Since Git is licensed under GPLv2, and, to my understanding, GitHub interacts with Git, shouldn't the whole GitHub codebase be open-sourced in a GPL-compatible license?
3 reasons why:
According to the terms of the GPL, people accessing GitHub via the web is not considered releasing (or propagating in GPLv3 terms), and so GitHub is not required to share their source code. If GitHub was to sell a version of their service (which they might do, I haven't bothered to look) where they send you their software and you run an instance of GitHub internally on your own network, then they might be required to also ship the source code, unless:
GitHub may very well be accessing the Git client through command-line invocations, in which case that is considered communicating "at arms-length", and thus does not make GitHub a derivative work and therefore not subject to the requirements of the GPL.
Additionally, GitHub may very well not even be using the Git software and has written their own core "git implementation" and has re-implemented its interfaces to maintain compatibility, in which case again the GPL's requirements would not come into play.

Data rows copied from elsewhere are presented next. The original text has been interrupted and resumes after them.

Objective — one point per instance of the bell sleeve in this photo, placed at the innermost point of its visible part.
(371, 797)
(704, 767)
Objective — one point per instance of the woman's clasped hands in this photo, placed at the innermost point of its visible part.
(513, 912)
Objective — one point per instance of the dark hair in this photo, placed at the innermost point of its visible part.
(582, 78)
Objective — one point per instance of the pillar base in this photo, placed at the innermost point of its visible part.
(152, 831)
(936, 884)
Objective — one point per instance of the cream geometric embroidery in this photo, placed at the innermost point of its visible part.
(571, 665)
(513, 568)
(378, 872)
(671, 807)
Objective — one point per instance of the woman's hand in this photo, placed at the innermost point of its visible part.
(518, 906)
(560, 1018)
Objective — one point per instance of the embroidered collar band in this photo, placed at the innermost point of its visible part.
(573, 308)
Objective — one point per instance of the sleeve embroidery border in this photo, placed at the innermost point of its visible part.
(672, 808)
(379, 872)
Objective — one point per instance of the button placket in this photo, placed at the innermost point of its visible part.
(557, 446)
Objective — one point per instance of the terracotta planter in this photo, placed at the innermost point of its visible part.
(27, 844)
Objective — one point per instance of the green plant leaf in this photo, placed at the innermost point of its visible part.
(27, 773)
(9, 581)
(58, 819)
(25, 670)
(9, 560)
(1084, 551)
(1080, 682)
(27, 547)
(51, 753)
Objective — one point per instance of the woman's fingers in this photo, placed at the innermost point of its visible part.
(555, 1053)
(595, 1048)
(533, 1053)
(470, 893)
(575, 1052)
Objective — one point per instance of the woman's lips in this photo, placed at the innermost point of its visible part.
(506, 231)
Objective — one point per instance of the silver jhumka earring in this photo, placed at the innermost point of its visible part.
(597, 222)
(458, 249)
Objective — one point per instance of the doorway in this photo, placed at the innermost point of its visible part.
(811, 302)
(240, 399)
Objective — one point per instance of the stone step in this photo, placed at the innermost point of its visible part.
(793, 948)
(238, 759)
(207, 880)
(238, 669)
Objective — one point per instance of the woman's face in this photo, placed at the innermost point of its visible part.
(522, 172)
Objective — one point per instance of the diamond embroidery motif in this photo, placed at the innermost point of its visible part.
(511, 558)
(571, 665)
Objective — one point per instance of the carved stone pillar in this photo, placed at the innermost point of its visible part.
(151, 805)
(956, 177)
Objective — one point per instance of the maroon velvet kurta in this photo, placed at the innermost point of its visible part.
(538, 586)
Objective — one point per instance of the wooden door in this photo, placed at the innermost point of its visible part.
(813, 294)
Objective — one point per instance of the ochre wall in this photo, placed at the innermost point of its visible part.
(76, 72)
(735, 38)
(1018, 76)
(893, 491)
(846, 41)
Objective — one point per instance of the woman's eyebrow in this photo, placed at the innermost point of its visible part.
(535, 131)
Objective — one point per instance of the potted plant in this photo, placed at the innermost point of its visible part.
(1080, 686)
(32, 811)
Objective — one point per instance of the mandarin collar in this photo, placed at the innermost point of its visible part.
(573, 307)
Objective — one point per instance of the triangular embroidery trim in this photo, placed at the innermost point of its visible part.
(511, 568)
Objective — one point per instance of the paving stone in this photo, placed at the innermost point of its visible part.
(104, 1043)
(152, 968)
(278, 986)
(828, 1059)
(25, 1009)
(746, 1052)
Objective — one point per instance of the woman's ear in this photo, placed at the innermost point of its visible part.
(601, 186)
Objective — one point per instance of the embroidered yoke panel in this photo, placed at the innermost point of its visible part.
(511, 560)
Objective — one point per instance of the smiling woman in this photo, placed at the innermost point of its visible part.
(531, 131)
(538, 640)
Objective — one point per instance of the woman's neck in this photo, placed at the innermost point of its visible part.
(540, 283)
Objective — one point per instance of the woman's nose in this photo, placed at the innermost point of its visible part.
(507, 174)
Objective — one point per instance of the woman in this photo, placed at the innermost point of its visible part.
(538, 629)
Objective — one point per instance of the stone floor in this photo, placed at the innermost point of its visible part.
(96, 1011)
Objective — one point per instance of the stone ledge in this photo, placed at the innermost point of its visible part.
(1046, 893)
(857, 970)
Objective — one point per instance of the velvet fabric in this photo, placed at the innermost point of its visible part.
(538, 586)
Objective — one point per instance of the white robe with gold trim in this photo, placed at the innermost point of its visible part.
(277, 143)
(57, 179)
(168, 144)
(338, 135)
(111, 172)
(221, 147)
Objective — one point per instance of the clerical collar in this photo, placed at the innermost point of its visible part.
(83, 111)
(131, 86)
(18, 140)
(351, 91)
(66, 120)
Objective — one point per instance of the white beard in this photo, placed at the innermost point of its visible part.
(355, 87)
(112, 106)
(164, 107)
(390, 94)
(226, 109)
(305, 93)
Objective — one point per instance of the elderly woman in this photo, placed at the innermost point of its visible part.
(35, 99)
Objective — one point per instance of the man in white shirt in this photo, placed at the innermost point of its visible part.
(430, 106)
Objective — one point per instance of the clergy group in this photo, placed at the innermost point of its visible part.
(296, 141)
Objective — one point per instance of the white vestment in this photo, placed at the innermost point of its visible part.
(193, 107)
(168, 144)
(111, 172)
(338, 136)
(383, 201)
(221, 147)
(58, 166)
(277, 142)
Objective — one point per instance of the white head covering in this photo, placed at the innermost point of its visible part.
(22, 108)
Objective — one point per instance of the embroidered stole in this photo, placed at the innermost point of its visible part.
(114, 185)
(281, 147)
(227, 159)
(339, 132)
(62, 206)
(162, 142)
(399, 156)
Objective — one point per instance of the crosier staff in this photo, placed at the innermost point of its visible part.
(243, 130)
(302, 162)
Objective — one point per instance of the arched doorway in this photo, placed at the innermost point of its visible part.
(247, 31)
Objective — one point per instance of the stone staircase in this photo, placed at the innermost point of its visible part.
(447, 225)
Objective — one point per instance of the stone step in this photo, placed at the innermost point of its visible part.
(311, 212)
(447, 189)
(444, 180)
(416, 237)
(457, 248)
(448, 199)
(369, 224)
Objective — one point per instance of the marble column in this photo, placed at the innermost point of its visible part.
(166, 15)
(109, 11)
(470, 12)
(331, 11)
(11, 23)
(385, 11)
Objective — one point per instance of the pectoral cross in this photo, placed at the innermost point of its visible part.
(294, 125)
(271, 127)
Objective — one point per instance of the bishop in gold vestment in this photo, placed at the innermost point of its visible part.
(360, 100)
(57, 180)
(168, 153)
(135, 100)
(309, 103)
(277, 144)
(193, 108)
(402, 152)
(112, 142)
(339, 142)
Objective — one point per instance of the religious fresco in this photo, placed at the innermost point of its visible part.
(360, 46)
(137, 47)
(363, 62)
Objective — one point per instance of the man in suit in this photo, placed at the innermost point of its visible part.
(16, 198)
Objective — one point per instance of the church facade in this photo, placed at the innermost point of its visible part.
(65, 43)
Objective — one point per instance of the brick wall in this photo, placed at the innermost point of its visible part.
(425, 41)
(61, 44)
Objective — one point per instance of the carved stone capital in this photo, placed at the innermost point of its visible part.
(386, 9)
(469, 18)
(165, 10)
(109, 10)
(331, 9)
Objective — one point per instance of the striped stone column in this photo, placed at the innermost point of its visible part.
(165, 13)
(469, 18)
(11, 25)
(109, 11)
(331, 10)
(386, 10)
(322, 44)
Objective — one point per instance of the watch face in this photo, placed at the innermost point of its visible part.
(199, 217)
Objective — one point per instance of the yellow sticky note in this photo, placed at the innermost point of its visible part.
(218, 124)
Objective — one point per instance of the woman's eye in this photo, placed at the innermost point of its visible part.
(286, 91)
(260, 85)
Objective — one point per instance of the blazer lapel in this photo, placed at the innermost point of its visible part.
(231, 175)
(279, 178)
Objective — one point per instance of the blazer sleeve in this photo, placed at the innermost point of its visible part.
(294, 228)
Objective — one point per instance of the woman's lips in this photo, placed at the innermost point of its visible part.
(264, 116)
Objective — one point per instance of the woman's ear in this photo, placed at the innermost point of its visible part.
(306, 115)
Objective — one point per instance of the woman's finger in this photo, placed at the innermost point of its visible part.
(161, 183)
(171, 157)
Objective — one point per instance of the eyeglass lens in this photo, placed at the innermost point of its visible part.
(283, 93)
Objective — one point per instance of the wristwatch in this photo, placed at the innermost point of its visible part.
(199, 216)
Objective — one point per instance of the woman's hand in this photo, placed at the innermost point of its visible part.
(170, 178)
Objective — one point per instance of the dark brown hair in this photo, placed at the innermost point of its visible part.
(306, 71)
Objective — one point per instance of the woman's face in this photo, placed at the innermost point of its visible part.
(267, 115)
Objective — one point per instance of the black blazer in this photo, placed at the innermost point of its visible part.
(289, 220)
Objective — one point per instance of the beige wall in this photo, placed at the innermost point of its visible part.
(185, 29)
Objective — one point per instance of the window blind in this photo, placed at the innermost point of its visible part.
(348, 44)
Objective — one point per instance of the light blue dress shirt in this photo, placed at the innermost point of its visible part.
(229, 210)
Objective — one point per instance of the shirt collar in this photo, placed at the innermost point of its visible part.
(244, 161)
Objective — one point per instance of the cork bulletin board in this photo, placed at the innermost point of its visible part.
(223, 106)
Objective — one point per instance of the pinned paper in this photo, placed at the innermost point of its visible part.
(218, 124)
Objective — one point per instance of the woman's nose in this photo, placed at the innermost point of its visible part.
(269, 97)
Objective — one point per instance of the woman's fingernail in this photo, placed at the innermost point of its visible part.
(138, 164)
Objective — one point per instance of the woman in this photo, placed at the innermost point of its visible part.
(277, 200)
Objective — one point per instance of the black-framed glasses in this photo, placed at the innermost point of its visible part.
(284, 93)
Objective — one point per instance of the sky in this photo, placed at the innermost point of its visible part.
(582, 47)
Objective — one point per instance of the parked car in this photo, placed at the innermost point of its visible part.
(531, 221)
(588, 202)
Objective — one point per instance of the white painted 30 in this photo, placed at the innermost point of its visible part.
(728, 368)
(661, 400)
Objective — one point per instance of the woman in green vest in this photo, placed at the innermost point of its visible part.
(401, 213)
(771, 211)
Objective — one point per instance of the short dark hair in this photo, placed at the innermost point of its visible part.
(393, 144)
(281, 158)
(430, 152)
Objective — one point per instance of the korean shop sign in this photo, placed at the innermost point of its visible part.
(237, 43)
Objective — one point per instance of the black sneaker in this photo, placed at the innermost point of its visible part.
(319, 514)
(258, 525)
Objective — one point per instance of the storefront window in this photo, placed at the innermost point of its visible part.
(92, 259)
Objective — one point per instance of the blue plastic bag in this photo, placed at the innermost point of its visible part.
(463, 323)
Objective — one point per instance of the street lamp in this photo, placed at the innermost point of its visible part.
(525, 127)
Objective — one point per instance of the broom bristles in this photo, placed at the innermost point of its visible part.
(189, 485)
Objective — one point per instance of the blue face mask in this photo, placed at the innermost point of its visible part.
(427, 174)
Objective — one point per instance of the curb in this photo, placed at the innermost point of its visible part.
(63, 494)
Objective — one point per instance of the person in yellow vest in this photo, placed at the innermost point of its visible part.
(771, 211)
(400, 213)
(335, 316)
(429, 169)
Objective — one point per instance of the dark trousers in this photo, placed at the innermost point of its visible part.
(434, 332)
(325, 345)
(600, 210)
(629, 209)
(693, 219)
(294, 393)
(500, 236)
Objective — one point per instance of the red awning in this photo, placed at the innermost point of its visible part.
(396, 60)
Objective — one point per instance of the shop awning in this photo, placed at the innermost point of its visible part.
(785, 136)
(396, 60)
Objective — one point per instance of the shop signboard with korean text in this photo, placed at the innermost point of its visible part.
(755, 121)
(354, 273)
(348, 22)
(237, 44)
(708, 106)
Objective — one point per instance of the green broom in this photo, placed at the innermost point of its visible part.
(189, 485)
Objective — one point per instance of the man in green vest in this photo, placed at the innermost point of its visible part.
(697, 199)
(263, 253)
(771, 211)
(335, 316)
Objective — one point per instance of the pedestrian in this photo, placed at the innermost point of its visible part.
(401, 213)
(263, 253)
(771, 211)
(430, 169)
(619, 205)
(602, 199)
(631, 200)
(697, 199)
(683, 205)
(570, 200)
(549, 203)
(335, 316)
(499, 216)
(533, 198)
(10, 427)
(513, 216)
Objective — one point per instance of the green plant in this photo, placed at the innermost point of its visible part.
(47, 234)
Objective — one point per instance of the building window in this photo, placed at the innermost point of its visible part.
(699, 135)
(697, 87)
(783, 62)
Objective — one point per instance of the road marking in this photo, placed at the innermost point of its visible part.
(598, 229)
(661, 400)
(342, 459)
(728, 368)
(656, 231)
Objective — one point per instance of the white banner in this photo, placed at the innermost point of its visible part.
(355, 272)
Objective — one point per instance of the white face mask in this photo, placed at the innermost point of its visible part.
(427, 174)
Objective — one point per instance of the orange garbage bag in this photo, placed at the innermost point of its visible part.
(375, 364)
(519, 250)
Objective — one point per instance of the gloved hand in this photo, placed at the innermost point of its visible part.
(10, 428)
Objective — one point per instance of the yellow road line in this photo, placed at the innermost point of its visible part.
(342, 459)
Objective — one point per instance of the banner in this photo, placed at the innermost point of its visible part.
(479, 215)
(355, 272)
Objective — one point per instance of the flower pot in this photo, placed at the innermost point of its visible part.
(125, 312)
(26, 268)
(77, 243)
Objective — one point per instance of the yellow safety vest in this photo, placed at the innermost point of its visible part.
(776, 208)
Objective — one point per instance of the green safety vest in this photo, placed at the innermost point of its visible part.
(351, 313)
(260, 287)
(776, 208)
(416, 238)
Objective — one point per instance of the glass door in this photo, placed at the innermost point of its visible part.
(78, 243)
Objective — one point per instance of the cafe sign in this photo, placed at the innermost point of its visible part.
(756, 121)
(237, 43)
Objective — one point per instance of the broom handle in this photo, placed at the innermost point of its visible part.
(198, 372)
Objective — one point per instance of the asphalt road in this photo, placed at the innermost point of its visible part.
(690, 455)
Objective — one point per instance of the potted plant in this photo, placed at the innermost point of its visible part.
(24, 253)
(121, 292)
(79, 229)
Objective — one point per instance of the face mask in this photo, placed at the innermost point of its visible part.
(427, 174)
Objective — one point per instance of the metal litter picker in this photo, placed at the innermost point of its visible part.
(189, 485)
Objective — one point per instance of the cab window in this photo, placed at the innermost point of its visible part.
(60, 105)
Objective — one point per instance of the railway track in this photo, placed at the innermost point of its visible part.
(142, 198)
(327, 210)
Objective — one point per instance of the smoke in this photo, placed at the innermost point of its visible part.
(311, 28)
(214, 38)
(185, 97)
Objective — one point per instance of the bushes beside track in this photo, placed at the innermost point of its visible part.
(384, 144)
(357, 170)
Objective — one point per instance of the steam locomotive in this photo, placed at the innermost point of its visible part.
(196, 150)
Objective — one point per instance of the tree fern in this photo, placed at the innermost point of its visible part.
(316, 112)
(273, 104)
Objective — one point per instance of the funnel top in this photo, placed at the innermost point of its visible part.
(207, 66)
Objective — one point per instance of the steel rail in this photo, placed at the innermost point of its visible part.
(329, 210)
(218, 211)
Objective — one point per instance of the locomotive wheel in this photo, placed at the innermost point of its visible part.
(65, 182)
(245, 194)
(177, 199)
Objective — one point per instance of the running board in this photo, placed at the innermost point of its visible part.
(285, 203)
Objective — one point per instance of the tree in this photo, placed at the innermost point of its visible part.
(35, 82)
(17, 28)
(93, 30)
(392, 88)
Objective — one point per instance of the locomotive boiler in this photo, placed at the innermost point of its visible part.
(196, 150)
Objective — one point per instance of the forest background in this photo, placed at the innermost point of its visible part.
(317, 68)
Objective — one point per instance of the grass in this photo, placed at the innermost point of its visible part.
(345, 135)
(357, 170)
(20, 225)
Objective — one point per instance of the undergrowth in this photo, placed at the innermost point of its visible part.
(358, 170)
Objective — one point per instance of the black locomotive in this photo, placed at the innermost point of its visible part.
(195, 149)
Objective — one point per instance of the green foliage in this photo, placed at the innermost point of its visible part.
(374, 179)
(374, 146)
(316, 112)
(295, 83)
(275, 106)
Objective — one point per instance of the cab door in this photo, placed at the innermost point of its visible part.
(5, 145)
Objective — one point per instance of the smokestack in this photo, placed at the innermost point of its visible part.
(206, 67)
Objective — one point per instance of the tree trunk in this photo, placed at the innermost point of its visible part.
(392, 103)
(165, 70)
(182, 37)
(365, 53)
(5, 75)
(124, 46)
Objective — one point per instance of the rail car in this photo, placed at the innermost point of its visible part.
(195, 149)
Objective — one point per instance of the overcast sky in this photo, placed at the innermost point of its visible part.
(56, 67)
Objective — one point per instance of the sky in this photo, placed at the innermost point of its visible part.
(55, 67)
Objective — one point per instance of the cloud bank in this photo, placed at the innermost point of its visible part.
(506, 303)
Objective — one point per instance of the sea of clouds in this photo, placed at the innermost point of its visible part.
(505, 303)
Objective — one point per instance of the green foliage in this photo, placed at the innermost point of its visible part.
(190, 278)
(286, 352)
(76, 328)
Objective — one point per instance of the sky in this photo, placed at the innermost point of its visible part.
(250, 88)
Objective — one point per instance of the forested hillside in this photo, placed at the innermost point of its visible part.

In addition to the other answers, I would add that the FSF's views on when two cooperating programs form a single work are quite vague:
Furthermore, these views have never been tested in court, except in Germany:
It's an ongoing case but so far the judge has opined that one of the key considerations listed by the FSF for determining whether two programs form a single work, namely, sharing the same address space, has no relevance to (German) copyright law. It should be noted that the FSF is not involved in the lawsuit but the litigating party has been advocating for the FSF view on aggregation/derivation.
So, for persons writing the next Github, I would say, don't assume you are on the wrong side of the law when the FSF says you are (and vice versa).